"Just tell us what to teach," I hear. "That's your job."
No it's not. I will give direction, such as "we're going to work towards integrating our science curriculum" or "we need to make changes to our curriculum so we are more closely aligned with the state standards." I will give options to consider as we move in a certain direction, I will answer questions about specific implementation, and I will go gather research and ideas. I will sit with teachers as they are wrestling with lesson and unit design and help them as much as I can by asking guiding questions and telling them if what they're doing will enhance or inhibit student learning.
But I will not dictate specifically what teachers should do and how they should do it. It's about ownership. It's about having skin in the game. Teachers are in front of their students day in and day out - they know them best and should be making those on-the-ground decisions.
I'm also told I should just give teachers the curriculum by purchasing a math or reading series so that way we would be automatically aligned to standards and teachers could just follow whatever directions are in the series. Well, I think we all know by now that textbook companies make textbooks to sell textbooks, and I've seen many a text (especially math texts) that slapped a CCSS standard on already existing textbook pages and called it "alignment." I've also seen the damage that can be done by telling teachers to follow the scripts in a textbook series - teaching becomes mindlessly doing tasks with students without any connections made for students about what they're doing and why they're doing it. The learning gets lost amongst all of those steps.

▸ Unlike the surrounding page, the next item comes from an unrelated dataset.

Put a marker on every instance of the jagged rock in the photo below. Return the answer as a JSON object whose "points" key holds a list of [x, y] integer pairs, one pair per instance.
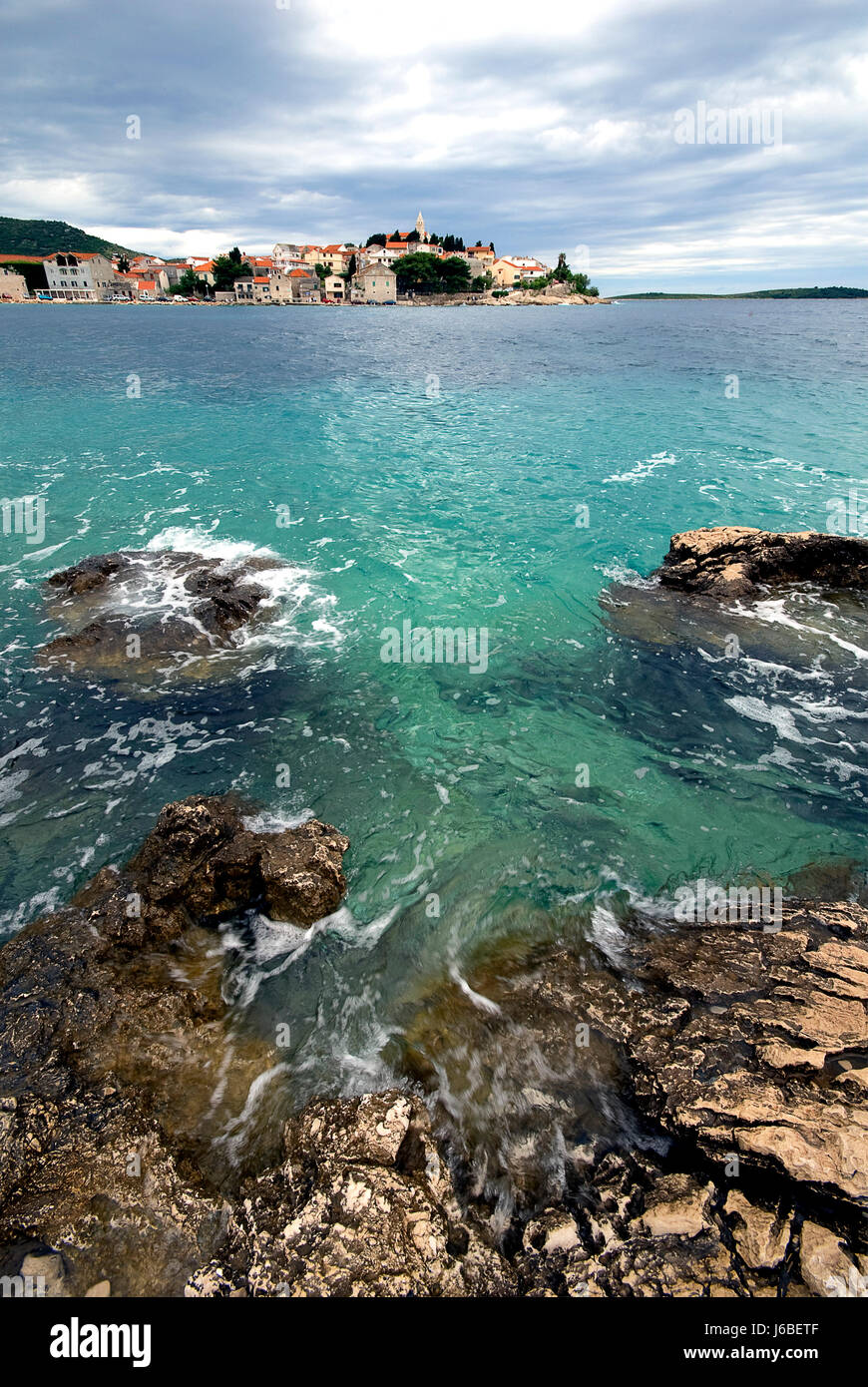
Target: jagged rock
{"points": [[362, 1205], [761, 1237], [127, 621], [825, 1266], [107, 1057], [678, 1205], [732, 561]]}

I do understand why teachers ask me to dictate rather than direct. Some teachers feel as if they're not qualified to design curriculum, feeling that textbook writers are the experts, so they adhere to whatever the textbook says they should do. Other teachers, like some students, are afraid of failing. What if they design something for their students and it doesn't work? What if they're "wrong?" What they don't understand is it's not about being wrong...it's about trying to do better and be better for our students. Teachers developing curriculum from standards and then designing lessons from those standards is a part of that cycle of teacher growth and development - trying something, tweaking it, trying it again, or trying something different. It helps teachers grow in their practice rather than stagnate, and gives them the needed autonomy to design the right learning experiences for their students.
And I refuse to take away that autonomy by dictating. As long as we're all moving in the direction of doing what's best for kids, I think we're all doing the right thing.